Mumbai, Sep 30 (NationPress) The price of gold has soared to an unprecedented high on Tuesday, setting the stage for its most significant monthly increase in 14 years as worries about a potential US government shutdown mount, along with growing expectations for additional rate cuts by the Federal Reserve.
In September alone, the price of the yellow metal has surged by 11.4%, making it on track for its best month since August 2011, when it jumped by 15% due to increased demand for safe haven assets.
The cost of 24-carat gold (10 grams) reached a new record of Rs 1,15,450 on Tuesday, as per data released by the India Bullion and Jewellers Association (IBJA).
US gold futures for December delivery also saw an increase of 0.4%, reaching $3,872. Tensions between US President Donald Trump and his Democratic counterparts seem to make little headway during a White House meeting focused on preventing a government shutdown that could disrupt numerous services starting as early as Wednesday.
The US Labour Department declared that it would suspend economic data releases, including the September jobs report, if a partial government shutdown occurs, thereby closing its statistics agency.
Recent data has heightened expectations for further easing measures by the Federal Reserve.
Traders are anticipating an 89% probability of a 25-basis-point rate cut at the next Federal Reserve meeting, according to the CME Group’s FedWatch tool.
St.

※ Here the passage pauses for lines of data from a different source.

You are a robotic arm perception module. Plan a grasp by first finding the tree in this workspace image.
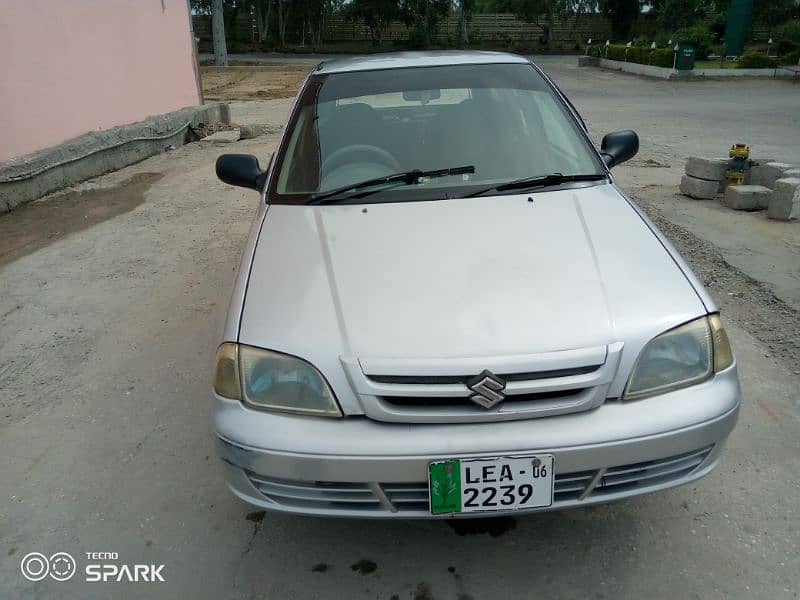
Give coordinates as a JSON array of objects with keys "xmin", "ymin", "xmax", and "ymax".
[
  {"xmin": 653, "ymin": 0, "xmax": 708, "ymax": 32},
  {"xmin": 277, "ymin": 0, "xmax": 292, "ymax": 48},
  {"xmin": 512, "ymin": 0, "xmax": 560, "ymax": 44},
  {"xmin": 399, "ymin": 0, "xmax": 450, "ymax": 47},
  {"xmin": 753, "ymin": 0, "xmax": 797, "ymax": 37},
  {"xmin": 458, "ymin": 0, "xmax": 476, "ymax": 44},
  {"xmin": 211, "ymin": 0, "xmax": 228, "ymax": 67},
  {"xmin": 344, "ymin": 0, "xmax": 400, "ymax": 46},
  {"xmin": 599, "ymin": 0, "xmax": 639, "ymax": 42},
  {"xmin": 253, "ymin": 0, "xmax": 272, "ymax": 44}
]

Louis Federal Reserve President Alberto Musalem expressed openness to additional rate cuts but emphasized the need for caution, suggesting that rates must remain sufficiently high to combat inflation.
Gold has consistently outperformed Indian equities for the fourth year in a row during the Diwali-to-Diwali period, continuing a trend where the yellow metal has outpaced equities in seven of the last eight years.
Silver has also outshined Indian equities for the third consecutive year, driven by strong industrial demand related to solar panel production, semiconductors, and electric vehicles.
Furthermore, analysts indicate that bullion continues to benefit from robust purchases by central banks and sustained inflows into ETFs. The cautious tone from the Fed Chair regarding inflation, the labor market, and future rate adjustments could potentially limit bullion's gains.
Investors are eagerly awaiting US data regarding job openings, private payrolls, the ISM manufacturing index, and Friday’s non-farm payrolls report for insights into the economy's future trajectory.